Gedicht von Hildegard Steinböck
Hildegard Steinböck
Sternenschau
In dieser klirrend kalten Winternacht
warte ich ungeduldig und frierend
auf die letzte Straßenbahn.
Zu dieser späten Stunde – beinahe Mitternacht –
steht nur noch einer da, der ausharrt.
Lange schon sind sie mir vertraut
im Bild dieser Stadt: Menschen,
am Rand der Gesellschaft lebend.
Obdachlos.
Ihre müden, unrasierten Gesichter,
Augen, gezeichnet vom Alkohol,
sind zu gewohnter Anblick,
um noch aufzufallen.
Langsam wird mir bewusst,
dass dieser Mann nicht wartet,
einfach nur dasteht, um irgendwo zu sein.

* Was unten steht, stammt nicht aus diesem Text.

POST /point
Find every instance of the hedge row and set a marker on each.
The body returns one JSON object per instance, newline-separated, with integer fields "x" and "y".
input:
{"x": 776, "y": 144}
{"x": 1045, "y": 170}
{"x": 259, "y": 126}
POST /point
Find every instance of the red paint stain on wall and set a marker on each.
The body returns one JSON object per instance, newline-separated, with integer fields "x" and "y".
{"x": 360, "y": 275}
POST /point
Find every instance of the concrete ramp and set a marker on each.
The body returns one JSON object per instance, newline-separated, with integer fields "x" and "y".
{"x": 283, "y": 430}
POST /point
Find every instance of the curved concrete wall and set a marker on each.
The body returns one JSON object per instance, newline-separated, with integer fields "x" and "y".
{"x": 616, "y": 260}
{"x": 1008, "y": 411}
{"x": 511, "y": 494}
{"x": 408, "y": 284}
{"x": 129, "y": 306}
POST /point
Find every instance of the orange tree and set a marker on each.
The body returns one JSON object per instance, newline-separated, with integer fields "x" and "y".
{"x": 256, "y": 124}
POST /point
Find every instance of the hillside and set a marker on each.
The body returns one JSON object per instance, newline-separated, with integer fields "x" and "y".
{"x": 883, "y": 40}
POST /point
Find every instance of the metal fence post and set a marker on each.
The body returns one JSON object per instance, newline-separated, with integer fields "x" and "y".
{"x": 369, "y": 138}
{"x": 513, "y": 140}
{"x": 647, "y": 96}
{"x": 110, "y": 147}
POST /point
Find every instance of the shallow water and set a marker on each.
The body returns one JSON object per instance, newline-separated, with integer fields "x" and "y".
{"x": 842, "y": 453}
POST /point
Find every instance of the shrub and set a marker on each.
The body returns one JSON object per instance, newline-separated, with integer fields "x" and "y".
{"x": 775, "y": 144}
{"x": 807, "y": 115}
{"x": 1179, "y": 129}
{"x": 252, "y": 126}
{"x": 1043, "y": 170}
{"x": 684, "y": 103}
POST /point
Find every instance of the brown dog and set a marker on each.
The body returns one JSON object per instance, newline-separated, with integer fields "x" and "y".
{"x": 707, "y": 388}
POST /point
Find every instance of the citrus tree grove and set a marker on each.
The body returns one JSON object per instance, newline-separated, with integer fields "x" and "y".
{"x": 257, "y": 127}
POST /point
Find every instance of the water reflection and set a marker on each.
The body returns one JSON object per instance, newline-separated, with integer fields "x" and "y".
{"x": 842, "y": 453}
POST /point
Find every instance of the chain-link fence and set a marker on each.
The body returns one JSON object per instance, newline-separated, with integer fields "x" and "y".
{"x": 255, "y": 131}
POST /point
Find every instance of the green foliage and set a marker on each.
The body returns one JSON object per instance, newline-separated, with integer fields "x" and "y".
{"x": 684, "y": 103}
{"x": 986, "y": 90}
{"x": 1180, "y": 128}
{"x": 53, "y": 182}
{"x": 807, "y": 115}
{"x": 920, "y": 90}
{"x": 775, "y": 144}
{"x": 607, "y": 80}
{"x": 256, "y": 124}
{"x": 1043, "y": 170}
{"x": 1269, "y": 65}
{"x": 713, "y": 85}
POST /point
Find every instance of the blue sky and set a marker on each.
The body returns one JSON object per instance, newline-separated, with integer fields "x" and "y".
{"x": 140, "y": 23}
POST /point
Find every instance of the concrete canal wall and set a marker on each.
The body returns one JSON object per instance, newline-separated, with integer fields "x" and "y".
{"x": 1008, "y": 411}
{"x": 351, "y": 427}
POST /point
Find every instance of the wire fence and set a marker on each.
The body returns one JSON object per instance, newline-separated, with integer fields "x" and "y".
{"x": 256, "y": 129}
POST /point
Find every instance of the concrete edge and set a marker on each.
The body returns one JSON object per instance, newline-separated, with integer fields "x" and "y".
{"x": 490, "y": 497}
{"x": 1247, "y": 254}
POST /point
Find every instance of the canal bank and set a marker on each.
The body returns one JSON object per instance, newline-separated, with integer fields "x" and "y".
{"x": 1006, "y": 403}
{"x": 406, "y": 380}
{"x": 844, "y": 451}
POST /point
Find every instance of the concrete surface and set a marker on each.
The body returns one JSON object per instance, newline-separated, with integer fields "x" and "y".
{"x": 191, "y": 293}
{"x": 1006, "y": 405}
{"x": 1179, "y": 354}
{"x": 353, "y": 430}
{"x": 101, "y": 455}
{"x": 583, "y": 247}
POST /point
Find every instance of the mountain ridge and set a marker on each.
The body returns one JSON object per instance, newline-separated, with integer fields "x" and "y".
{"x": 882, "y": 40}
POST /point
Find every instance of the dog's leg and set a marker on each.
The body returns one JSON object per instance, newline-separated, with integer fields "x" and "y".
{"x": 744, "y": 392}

Mein Blick wandert die Schienen entlang,
erfasst den ungewöhnlich klaren Sternenhimmel.
Die Faszination daran
lässt mich das Warten in der Kälte
erträglich empfinden.
Als er auf mich zukommt, weiß ich,
er wird nicht betteln,
will nur Gemeinschaft fühlen
in seiner fast andächtigen Schau der Sterne.
Wie selbstverständlich
erklärt er mir Planetenkonstellationen,
Sternenbilder, von denen mir nur wenige bekannt sind.

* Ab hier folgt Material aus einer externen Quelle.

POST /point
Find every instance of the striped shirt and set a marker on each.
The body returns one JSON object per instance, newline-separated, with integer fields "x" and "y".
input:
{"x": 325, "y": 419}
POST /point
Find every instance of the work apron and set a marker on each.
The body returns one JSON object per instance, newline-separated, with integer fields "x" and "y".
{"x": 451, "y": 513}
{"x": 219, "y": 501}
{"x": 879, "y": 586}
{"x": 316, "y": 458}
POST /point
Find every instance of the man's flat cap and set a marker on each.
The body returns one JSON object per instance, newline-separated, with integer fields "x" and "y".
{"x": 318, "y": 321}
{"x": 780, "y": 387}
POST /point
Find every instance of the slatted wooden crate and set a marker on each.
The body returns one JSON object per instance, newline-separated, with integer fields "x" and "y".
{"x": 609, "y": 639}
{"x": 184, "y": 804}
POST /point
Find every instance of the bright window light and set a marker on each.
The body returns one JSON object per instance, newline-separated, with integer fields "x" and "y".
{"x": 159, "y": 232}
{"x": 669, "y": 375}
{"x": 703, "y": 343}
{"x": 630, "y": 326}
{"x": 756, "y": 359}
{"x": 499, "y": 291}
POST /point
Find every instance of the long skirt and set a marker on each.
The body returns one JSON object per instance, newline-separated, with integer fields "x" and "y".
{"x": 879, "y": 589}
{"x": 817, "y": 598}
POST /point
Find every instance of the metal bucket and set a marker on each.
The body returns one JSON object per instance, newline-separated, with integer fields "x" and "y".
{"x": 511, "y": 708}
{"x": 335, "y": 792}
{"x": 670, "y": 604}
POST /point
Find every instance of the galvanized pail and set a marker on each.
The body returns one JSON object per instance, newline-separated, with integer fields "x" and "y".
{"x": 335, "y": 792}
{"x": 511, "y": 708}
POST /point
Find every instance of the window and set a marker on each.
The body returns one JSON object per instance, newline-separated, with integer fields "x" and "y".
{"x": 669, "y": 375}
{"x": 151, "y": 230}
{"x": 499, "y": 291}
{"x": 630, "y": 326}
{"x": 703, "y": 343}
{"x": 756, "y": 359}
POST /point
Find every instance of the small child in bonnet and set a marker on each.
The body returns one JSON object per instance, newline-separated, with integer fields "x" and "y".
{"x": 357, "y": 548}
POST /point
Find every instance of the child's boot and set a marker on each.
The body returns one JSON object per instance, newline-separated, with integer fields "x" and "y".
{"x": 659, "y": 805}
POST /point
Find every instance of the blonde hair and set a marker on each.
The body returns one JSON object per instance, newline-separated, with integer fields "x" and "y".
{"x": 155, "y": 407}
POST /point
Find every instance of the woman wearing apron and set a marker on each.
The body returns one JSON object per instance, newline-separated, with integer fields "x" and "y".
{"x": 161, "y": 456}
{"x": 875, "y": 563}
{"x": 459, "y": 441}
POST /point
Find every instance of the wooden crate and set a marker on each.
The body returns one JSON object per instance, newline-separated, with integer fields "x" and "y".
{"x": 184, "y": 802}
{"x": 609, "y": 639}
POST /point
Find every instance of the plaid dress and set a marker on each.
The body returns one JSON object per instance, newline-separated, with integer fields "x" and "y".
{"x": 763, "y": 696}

Ich lausche mit großer Aufmerksamkeit.
Seine Erklärungen kann ich nicht nachvollziehen,
weil mir das Wissen fehlt.
Und doch spüre ich, dass er weiß.
In diesem Augenblick ist er mir Lehrer,
ohne zu belehren,
und unser Schauen und Staunen
schafft stilles Einverständnis.
Seine verwahrloste Kleidung,
sein unrasiertes Gesicht und wirres Haar,
ich sehe es nicht mehr.
Vergesse auf den Alkoholgeruch seines Atems.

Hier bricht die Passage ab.